On Monday, those two organizations announced an expansion of their joint program, known as CHFS.
Since its creation in 2010, the program has housed and offered counseling to about 25 participants each year, according to UPMC Health Plan. Under the expanded program, the partners hope to serve around 250 patients annually over the next several years, a tenfold increase.
John Lovelace, president of government programs for UPMC Health Plan, describes the effort as a “blending or braiding” of the two organizations’ funding “to create more opportunity by being more efficient with our resources.”

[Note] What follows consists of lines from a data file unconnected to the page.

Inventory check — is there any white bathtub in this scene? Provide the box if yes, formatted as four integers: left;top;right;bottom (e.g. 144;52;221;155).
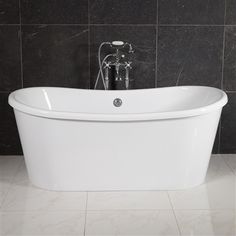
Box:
9;86;227;191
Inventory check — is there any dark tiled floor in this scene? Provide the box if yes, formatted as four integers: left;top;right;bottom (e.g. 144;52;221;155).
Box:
90;0;157;24
220;93;236;153
225;0;236;25
0;25;21;91
158;0;225;25
157;26;223;87
22;25;89;88
224;26;236;91
21;0;88;24
0;0;20;24
0;93;22;155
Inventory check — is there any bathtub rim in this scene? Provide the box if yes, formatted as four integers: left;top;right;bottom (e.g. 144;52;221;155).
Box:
8;85;228;122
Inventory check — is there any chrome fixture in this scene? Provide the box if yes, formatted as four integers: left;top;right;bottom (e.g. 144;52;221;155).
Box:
94;41;134;90
113;98;122;107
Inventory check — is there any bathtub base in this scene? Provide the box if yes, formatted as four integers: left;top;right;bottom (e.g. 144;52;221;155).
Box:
15;109;221;191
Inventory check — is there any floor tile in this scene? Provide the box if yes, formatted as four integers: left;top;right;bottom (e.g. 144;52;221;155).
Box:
0;212;85;236
2;165;87;211
175;210;236;236
0;156;23;180
0;180;10;211
221;154;236;175
85;210;179;236
87;191;171;210
168;157;236;209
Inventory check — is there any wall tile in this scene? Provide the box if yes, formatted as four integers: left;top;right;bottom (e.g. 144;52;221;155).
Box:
157;26;223;87
0;0;20;24
220;93;236;153
90;26;156;89
224;26;236;91
225;0;236;25
21;0;88;24
0;25;21;91
0;93;22;155
158;0;225;25
90;0;157;24
22;25;89;88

Some enrollees exit the program after a few months, but all have the option of staying enrolled for several years.
“We have found that when people have a stable place to call ‘home’ and are supported by compassionate individuals who coordinate their care, they are happier and healthier and lead more fulfilling lives,” said Diane Holder, president and CEO of UPMC Health Plan.

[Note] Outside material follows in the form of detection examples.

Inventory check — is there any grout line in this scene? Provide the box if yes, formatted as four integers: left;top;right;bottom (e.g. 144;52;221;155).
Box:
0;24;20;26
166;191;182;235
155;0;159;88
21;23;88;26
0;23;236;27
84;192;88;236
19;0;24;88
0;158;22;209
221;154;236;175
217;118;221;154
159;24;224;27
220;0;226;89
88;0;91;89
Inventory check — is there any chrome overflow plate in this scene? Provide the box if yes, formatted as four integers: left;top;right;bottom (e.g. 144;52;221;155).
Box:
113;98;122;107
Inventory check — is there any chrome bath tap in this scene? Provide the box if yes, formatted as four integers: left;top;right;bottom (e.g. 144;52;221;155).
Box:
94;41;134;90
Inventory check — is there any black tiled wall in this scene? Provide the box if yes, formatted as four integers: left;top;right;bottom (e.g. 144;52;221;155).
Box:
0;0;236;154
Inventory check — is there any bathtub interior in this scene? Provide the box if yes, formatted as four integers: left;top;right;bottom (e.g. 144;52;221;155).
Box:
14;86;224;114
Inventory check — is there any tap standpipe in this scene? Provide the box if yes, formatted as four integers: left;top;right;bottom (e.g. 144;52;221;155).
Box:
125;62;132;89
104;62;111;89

In addition to providing support for some of the most underserved populations in the county, data provided by UPMC Health Plan claims that the program actually saves money by getting participants in front of medical professionals before their problems can escalate into long and costly emergency room visits. According to the UPMC Health Plan data, the CHFS program saves an average of $6,384 in Medicaid funds per enrollee each year.
Speaking to the media at CHS headquarters in the Strip District, Lovelace said the expansion will start in Allegheny County, but the broader goal is for the program to reach beyond the county to cover all the larger cities in Western PA.
He said they hope to start putting enrollees of the expanded program into new homes by January of 2019.
Jeremy Carter, chief housing officer with Community Human Services, said houses will be sourced from the same pool of private landlords that CHS currently works with in the Pittsburgh region, and they will build new partnerships as necessary from there.
According to the Housing Alliance of Pennsylvania, more than 16,000 people statewide struggle with home security in a given year.